El “esto” es entonces la descomposición institucional generalizada que Castillo ahonda, pero no inventó. Si en un momento se pensó que el problema era la tensión entre el Ejecutivo y el Legislativo, hoy preocupan sus convergencias, porque rara vez son en beneficio de la ciudadanía; buscan la impunidad o la permanencia en sus puestos. Vladimir Cerrón expresó así esta muerte de la política: “Podemos coincidir con el fujimorismo y con otros, pero con la izquierda caviar no, ellos son nuestro enemigo principal. Los caviares son para nosotros la principal amenaza, un enemigo más poderoso que la ultraderecha neofascista”.
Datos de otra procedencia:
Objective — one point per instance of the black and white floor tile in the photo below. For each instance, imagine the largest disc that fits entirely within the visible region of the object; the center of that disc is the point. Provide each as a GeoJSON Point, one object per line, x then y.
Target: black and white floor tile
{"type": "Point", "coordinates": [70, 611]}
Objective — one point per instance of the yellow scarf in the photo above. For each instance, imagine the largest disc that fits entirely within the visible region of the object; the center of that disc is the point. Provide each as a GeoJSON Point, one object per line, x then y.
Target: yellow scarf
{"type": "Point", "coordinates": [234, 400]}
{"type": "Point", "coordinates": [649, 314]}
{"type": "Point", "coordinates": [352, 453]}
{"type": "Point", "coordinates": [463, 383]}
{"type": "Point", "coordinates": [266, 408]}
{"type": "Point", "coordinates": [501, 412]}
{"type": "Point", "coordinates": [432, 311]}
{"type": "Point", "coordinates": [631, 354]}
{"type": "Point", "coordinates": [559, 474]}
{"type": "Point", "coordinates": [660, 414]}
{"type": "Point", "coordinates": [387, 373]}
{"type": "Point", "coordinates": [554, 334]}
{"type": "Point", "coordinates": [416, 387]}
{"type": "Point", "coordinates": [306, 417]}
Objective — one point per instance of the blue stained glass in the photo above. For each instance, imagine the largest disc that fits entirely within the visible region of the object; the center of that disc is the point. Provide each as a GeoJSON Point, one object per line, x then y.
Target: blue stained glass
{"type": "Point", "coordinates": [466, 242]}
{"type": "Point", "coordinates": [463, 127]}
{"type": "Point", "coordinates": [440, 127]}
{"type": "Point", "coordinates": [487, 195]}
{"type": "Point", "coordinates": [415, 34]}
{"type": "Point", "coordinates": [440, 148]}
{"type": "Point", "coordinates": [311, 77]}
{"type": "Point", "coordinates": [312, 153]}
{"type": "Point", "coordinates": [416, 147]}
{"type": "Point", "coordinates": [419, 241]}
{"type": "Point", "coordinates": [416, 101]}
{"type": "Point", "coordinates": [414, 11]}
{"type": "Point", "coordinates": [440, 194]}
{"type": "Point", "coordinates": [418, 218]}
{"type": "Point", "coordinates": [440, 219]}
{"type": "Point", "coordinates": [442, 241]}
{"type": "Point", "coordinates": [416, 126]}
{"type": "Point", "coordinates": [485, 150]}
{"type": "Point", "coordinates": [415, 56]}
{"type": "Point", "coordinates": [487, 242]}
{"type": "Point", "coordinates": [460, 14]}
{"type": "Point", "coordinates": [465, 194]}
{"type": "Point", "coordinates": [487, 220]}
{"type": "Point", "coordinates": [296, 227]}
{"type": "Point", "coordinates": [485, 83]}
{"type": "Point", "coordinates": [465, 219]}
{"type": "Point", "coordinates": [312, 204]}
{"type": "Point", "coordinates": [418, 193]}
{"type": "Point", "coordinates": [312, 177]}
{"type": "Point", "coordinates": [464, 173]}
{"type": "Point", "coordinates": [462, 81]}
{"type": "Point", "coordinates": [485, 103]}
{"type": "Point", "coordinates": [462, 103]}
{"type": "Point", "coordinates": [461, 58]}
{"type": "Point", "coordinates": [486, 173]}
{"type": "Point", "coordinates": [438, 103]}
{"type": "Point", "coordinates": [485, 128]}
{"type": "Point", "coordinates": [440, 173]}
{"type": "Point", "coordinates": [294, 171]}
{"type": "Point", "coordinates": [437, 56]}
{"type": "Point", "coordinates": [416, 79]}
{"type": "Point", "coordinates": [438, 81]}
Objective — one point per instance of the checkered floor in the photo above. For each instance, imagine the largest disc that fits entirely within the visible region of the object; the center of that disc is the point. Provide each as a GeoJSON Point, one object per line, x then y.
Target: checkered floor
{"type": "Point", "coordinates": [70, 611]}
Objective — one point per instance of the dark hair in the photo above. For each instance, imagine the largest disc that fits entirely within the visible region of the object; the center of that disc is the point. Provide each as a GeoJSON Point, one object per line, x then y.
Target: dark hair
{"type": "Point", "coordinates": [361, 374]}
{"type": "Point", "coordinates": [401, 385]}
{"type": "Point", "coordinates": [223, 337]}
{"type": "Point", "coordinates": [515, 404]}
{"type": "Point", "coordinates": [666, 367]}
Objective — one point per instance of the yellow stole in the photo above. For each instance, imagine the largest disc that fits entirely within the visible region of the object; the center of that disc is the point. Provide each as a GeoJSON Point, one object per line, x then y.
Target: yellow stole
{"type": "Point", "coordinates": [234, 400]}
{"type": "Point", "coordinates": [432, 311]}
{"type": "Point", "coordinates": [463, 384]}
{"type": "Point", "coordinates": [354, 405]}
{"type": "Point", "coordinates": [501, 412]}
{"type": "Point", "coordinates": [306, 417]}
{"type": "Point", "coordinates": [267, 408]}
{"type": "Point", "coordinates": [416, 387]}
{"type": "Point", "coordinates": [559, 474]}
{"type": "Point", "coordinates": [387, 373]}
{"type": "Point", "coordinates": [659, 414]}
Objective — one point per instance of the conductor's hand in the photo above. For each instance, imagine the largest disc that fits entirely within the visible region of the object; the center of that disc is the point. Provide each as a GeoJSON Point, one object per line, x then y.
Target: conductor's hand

El “esto” al que hemos llegado es entonces la destrucción de la política, la degradación del lenguaje, de los vínculos sociales, el desprecio por la verdad. Y si bien es cierto que la crisis que nos llevó a tener cinco presidentes en cinco años (y ahora un cambio de ministro por semana) puede remontarse al 2016, en que Keiko Fujimori se rehusó a aceptar su derrota electoral, llevamos mucho más tiempo cultivando la antipolítica, la desregulación de la economía (y, con ella, de la ética), la conversión de los servicios públicos en negocios privados, mientras el Estado que se supone no debe “intervenir” en la economía subvenciona a las grandes empresas agroexportadoras, aun en el “gobierno del pueblo”. Durante más de veinte años de crecimiento económico se ha estigmatizado a quienes abogaban por un rol activo del Estado en garantizar los servicios básicos (¿recuerdan lo que hicieron con la “gran transformación” de Humala?) con el argumento de que ya “chorrearía” para todos y por supuesto eso no pasó. La pandemia nos lo echó trágicamente en la cara: la salud convertida en un negocio, una deficiente infraestructura sanitaria y un altísimo costo en vidas humanas.
Castillo es el colofón, el resultado lógico de una sociedad deteriorada. Muy pocos tienen derechos, pero el mercado es tan grande que hasta se venden tesis. Y fue así como el “humilde campesino”, el “maestro del pueblo” pasó a convertirse en el “cholo con poder” odiado por la élite. Castillo demuestra que la choledad con poder es una forma de democratización, pero no basta. Es necesario recuperar los lazos sociales y respetar ciertas reglas de convivencia, y los derechos.
Compartir nuestras reflexiones y escucharnos mutuamente en este contexto puede ser una proeza. Pero también un buen comienzo para “salir de esto”.